PHYSICAL METHOD OF NERVOUS CURE
(1) Do not use sour pickles or acids.
(2) Or spices.
(3) Or stimulants.
(4) Remedy indigestion.
(5) Avoid constipation by using Yogoda system [Energization Exercises].
(6) Lessen hasty action.
(7) Lessen over-work.
(8) Go to bed early.
(9) Don’t play with fingers as a matter of habit.
(10) Don’t wrinkle face.
(11) Don’t scratch with fingers.
(12) Avoid the use of onions.
(13) Regular sleep.
(14) Frequent bath.
(15) Rub hands and skin of entire body before bath.
(16) Moderation in natural impulses [sex, food, etc.].
(17) Don’t lie awake in bed—wake up and get up.

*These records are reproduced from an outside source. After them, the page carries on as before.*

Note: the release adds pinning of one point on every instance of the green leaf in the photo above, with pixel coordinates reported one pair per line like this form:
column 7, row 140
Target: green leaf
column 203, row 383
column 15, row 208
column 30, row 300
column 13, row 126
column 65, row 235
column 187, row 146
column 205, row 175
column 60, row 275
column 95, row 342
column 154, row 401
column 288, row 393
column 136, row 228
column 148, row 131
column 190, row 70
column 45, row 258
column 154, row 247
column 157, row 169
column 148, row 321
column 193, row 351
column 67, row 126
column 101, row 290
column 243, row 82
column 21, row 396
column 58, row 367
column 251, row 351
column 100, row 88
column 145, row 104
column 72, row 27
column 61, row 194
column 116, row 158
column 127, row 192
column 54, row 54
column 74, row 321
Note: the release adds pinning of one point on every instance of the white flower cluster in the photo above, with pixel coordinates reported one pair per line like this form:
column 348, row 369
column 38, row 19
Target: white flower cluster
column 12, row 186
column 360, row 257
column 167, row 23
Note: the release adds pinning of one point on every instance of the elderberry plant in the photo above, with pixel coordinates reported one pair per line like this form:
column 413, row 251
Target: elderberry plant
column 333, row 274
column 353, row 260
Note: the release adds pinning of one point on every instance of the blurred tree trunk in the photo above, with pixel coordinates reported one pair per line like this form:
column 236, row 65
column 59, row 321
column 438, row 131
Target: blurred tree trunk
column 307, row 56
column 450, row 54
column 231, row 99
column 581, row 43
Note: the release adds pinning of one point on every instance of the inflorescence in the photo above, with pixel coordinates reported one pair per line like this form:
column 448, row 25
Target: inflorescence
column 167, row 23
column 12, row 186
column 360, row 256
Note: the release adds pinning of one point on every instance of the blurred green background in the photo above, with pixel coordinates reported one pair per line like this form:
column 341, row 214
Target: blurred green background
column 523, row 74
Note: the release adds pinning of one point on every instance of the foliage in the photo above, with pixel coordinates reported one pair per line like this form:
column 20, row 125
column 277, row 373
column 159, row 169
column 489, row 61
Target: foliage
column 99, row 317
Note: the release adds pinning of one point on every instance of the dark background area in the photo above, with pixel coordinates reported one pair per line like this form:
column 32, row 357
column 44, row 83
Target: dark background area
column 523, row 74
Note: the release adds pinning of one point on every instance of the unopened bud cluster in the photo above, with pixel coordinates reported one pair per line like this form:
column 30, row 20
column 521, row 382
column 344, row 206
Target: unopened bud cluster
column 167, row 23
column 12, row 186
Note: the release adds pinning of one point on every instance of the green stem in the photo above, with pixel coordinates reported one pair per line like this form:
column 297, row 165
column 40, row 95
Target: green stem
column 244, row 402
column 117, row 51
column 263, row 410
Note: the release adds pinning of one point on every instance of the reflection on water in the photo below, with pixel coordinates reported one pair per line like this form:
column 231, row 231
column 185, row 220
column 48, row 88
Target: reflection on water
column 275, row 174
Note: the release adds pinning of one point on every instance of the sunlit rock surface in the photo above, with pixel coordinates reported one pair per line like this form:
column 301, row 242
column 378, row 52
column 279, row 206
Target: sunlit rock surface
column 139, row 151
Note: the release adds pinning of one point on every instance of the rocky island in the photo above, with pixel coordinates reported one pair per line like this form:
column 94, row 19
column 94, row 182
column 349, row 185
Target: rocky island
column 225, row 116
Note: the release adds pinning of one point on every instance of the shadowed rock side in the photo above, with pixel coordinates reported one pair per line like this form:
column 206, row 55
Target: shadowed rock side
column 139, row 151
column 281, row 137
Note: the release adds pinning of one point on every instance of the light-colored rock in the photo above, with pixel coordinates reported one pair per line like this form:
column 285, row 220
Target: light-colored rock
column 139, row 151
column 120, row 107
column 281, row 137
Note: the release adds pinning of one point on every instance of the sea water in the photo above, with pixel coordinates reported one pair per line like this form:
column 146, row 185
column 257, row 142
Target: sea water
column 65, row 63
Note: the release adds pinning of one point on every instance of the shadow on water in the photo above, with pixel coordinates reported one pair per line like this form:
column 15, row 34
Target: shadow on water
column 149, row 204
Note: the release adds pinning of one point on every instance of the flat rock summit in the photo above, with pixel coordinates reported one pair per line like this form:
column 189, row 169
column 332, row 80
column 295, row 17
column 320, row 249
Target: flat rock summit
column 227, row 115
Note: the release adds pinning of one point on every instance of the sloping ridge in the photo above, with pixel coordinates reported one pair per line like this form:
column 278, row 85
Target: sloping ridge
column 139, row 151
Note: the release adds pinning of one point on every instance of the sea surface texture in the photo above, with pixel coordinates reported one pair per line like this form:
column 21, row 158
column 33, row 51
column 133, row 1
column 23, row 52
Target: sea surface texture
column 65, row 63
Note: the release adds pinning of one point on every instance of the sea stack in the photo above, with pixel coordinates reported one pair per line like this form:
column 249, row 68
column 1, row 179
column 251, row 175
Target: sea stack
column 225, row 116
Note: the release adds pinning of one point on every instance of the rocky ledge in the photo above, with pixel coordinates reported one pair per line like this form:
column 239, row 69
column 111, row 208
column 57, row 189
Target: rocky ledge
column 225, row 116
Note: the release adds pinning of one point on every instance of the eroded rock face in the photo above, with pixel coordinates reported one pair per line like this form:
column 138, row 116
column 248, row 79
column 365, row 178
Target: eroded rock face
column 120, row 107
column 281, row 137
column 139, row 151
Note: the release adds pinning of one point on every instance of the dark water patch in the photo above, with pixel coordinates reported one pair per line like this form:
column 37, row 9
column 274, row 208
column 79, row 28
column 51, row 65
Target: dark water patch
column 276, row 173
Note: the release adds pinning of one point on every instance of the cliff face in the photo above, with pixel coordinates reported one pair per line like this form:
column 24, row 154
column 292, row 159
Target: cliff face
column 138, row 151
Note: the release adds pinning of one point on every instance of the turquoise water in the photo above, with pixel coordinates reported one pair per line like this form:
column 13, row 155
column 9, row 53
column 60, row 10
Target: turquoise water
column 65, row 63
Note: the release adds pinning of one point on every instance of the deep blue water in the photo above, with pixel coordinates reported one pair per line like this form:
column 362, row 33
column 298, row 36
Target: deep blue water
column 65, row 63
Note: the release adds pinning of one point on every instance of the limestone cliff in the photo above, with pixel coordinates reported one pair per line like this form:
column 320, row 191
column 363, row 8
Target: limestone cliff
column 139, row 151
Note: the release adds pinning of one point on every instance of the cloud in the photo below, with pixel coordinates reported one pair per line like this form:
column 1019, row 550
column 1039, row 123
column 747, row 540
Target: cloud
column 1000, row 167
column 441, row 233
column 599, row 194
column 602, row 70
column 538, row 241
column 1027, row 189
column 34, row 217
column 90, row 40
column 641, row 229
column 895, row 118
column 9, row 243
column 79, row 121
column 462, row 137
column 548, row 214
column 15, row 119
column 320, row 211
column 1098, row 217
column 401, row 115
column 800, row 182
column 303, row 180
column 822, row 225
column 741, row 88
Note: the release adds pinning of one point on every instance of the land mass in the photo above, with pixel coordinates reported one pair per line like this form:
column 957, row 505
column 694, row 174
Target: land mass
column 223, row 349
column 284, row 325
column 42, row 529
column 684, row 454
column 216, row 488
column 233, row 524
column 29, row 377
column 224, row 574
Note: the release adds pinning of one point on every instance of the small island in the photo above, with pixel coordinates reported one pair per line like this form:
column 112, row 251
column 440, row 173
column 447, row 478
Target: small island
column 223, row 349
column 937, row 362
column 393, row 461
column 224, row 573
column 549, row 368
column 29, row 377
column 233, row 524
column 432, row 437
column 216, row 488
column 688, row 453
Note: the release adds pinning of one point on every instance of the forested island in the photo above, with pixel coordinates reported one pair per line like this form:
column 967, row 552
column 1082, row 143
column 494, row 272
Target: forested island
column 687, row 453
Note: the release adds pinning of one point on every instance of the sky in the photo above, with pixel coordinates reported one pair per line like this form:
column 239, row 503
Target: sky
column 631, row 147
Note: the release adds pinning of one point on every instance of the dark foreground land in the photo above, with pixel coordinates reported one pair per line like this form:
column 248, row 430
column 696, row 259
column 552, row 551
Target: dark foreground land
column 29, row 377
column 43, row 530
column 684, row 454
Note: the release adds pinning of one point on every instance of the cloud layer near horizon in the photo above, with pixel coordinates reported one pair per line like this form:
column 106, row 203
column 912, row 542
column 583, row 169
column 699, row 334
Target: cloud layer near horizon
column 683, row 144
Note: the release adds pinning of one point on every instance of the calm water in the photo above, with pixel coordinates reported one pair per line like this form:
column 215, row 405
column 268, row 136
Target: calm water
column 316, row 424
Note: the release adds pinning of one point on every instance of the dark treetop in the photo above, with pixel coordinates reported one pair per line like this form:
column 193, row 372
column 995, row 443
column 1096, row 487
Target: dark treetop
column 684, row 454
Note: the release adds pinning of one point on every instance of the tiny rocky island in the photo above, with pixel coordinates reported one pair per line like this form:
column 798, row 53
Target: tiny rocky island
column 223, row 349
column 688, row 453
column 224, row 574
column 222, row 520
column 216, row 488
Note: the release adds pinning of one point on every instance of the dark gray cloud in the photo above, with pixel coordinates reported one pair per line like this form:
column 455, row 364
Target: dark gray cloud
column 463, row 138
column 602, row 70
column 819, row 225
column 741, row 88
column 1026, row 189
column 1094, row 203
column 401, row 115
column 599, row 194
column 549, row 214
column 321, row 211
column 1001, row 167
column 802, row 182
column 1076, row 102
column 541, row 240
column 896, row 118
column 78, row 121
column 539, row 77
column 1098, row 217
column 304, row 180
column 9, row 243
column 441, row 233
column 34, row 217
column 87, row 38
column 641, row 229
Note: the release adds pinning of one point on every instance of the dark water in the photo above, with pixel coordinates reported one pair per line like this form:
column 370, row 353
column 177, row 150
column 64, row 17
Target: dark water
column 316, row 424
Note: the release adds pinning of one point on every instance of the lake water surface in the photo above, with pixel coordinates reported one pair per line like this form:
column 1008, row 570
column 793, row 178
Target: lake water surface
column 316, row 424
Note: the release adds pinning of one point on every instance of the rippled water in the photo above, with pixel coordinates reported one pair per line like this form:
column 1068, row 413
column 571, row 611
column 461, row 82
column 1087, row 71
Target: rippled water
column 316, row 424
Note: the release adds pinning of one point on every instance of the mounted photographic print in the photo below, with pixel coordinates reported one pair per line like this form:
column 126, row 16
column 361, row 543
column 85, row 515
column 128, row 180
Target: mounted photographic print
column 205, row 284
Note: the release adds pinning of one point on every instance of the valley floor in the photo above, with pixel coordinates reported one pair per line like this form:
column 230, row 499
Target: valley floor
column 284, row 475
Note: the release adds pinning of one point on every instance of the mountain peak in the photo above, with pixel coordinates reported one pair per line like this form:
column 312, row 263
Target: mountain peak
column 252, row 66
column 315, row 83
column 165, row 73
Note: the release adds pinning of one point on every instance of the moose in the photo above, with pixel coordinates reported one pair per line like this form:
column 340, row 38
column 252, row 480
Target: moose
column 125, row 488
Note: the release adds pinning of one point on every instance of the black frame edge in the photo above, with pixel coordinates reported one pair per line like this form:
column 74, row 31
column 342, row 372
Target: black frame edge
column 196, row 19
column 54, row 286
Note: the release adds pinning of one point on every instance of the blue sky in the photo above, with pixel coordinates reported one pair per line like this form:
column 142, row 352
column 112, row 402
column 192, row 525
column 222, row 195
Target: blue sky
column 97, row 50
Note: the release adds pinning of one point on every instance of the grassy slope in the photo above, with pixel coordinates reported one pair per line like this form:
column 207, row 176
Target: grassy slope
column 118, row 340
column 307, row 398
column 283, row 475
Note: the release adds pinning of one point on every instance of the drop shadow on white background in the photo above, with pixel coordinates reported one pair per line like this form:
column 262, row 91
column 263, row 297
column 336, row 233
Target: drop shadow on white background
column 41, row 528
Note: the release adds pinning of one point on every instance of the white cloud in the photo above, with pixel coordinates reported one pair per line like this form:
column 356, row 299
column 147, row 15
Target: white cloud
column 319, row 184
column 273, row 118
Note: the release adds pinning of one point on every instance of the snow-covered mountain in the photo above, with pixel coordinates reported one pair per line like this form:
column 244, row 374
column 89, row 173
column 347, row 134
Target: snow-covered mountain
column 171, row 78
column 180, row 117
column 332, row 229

(18) Crushed juice of celery, orange juice or almond juice, and almond butter are very good.
(19) Contract body, inhale and hold absorbing emotion. Then relax, exhale, and think the nervousness has left you with your relaxation.
(20) Brisk fresh-air walks daily.
PSYCHOLOGICAL AND GENERAL MEANS OF CURE
(1) Avoid argumentation.
(2) Delay action a little after resolution.
(3) Avoid quarrelsome surroundings.
(4) Don’t remain in the same room with nervous people.
(5) Choke excitement in the bud.
(6) Avoid Jazz, rock and loud music for some time at least.
(7) Listen to violin music.
(8) Don’t frequent movies which contain exciting scenes or tragedies.
(9) Sleep alone; empty your body and mind of thought and sensations before you sleep.
(10) Fully ANALYZE what you fear, or what you are excited about. Refuse to accept sudden emotions and excitement. Find the cause of excitement and seek remedy, but do not allow anxiety to rule the mind. Refuse to be obsessed by one idea.
(11) Keep company with people superior to you in everything—of cool and sweet temperament.
(12) Don’t indulge in vulgar jokes.
(13) Practice calmness, do not talk too much.
(14) HOLD TO THE CALM AFTER-EFFECTS OF CONCENTRATION AND MEDITATION TECHNIQUE.
Organic nervousness is very rare (in which the organs of the body are affected). Most cases of nervousness are psychological, expressing through the body, and mere analysis from an M.D. or Psycho-Analyst, or through Self-introspection, affects an immediate cure.
Above all, remember, MODERATION in eating, bodily enjoyments, sex impulses, work, money-making, play and social functions, leads to happiness, health, mental efficiency. Remember money is for your happiness, and that you are not made for money regardless of your happiness.
Physical science and science of mind and life will bring unity of human beings through fellowship with Truth and Good—Sat-Sanga (Fellowship).